Analisi
Frena l'inflazione 11 anni fa - lunedì 6 novembre 2006
Allo stesso tempo si rafforza la fiducia degli europei. Luci e ombre, invece, dalla Germania da cui provengono dati buoni e meno buoni.

In Europa due notizie buone hanno dominato le cronache della settimana.
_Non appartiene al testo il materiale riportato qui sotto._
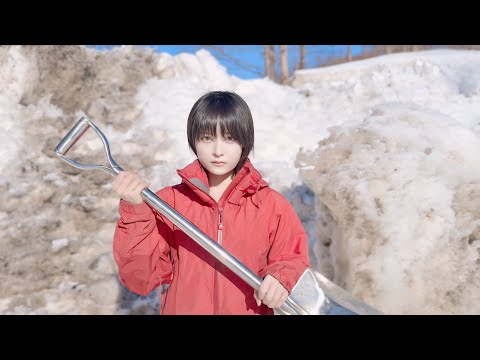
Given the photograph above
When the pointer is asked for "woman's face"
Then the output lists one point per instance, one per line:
(218, 155)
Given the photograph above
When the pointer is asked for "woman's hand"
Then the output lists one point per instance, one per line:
(271, 292)
(129, 186)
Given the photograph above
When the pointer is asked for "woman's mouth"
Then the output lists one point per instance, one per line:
(218, 163)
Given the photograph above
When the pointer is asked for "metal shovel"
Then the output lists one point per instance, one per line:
(312, 295)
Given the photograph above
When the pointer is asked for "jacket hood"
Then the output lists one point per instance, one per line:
(247, 182)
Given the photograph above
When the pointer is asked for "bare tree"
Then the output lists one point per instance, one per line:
(284, 64)
(349, 53)
(269, 54)
(303, 54)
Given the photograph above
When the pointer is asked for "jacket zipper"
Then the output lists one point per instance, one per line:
(217, 263)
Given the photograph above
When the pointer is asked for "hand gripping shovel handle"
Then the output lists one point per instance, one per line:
(217, 251)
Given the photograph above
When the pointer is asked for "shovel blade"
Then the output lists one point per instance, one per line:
(317, 295)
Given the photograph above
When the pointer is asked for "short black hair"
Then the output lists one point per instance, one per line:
(233, 114)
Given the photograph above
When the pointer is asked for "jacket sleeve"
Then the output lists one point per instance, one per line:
(288, 254)
(141, 245)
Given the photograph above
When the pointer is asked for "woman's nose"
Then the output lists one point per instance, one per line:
(217, 150)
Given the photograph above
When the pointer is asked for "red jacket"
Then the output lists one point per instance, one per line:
(259, 227)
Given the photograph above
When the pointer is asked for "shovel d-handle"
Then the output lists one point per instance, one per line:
(213, 248)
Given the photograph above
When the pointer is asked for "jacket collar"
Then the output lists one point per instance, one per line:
(247, 182)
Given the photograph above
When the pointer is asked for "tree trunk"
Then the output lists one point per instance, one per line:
(303, 53)
(349, 53)
(269, 51)
(284, 64)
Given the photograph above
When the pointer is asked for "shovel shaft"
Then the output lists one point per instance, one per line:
(213, 247)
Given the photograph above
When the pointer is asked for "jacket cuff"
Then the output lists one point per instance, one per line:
(277, 273)
(139, 209)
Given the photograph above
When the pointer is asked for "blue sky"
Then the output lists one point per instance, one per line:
(247, 62)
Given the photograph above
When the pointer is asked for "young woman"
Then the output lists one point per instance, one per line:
(225, 197)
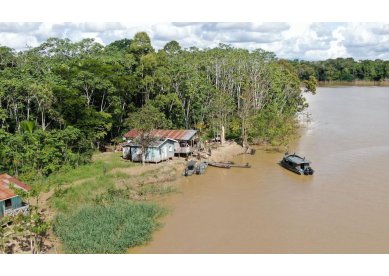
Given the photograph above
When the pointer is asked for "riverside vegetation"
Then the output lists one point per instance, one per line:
(62, 101)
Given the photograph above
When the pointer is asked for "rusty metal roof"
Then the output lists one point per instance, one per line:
(5, 181)
(176, 134)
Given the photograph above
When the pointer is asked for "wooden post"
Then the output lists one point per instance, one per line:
(222, 137)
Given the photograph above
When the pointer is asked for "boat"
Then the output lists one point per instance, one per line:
(228, 164)
(201, 167)
(220, 165)
(190, 168)
(247, 165)
(297, 164)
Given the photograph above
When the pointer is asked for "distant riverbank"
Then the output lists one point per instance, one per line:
(353, 83)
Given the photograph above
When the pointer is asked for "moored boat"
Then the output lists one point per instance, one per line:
(190, 168)
(297, 164)
(201, 167)
(220, 165)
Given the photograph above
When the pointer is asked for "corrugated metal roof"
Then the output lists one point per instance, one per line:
(155, 144)
(176, 134)
(6, 193)
(5, 181)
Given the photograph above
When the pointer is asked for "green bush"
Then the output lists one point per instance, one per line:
(108, 229)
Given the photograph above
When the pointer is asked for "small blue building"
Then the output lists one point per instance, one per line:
(10, 202)
(160, 150)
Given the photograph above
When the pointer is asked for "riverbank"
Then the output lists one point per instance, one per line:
(106, 180)
(353, 83)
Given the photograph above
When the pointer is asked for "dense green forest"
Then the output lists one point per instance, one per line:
(62, 100)
(343, 69)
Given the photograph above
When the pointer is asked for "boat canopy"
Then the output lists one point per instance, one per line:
(297, 160)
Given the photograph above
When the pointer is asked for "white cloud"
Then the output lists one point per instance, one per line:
(302, 40)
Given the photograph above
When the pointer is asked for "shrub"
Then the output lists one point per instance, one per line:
(108, 229)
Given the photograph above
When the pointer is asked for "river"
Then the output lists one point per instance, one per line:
(342, 208)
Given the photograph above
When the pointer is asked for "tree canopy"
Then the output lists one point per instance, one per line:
(62, 100)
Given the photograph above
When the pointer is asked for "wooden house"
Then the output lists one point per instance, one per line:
(186, 139)
(10, 202)
(160, 150)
Innanzitutto la fiducia economica di Eurolandia continua a trotterellare ed è salita a ottobre a quota 110,3, sopra il 109,5 atteso dagli operatori; siamo ai massimi dal 2001. In secondo luogo il dato preliminare sull'inflazione europea di ottobre è stato positivo, registrando una crescita dei prezzi pari a solo l'1,6% rispetto a ottobre 2005, contro previsioni dell'1,7% e, comunque, al di sotto del 2% obiettivo della Banca centrale europea (Bce). Tuttavia il dato non è sufficiente a far calare la guardia alle autorità di Francoforte (sede della Bce), perché le aspettative per il futuro sono ancora di crescita dei prezzi. La scorsa settimana i riflettori sono stati puntati anche sulla Germania (la più importante economia della zona euro) da cui sono venuti molti dati, ma non tutti positivi. Innanzitutto è stato reso noto che a settembre le vendite al dettaglio tedesche sono calate dell'1,2% su base annua contro una crescita attesa dagli economisti intorno al 2%. In secondo luogo l'indice Pmi manifatturiero, che misura le attese dei direttori degli acquisti, a ottobre è sceso a 58,2 da 58,4 di settembre, contro previsioni di un lieve rafforzamento a 58,5. Si tratta, tuttavia, di un dato superiore a quota 50, ciò significa che le attese sono ancora di una crescita del settore. È diminuita, infine, la disoccupazione tedesca (dal 10,6% al 10,4%) con un calo a ottobre di 67.000 unità tra i disoccupati, dato migliore rispetto al calo di 20.000 unità atteso dagli analisti finanziari.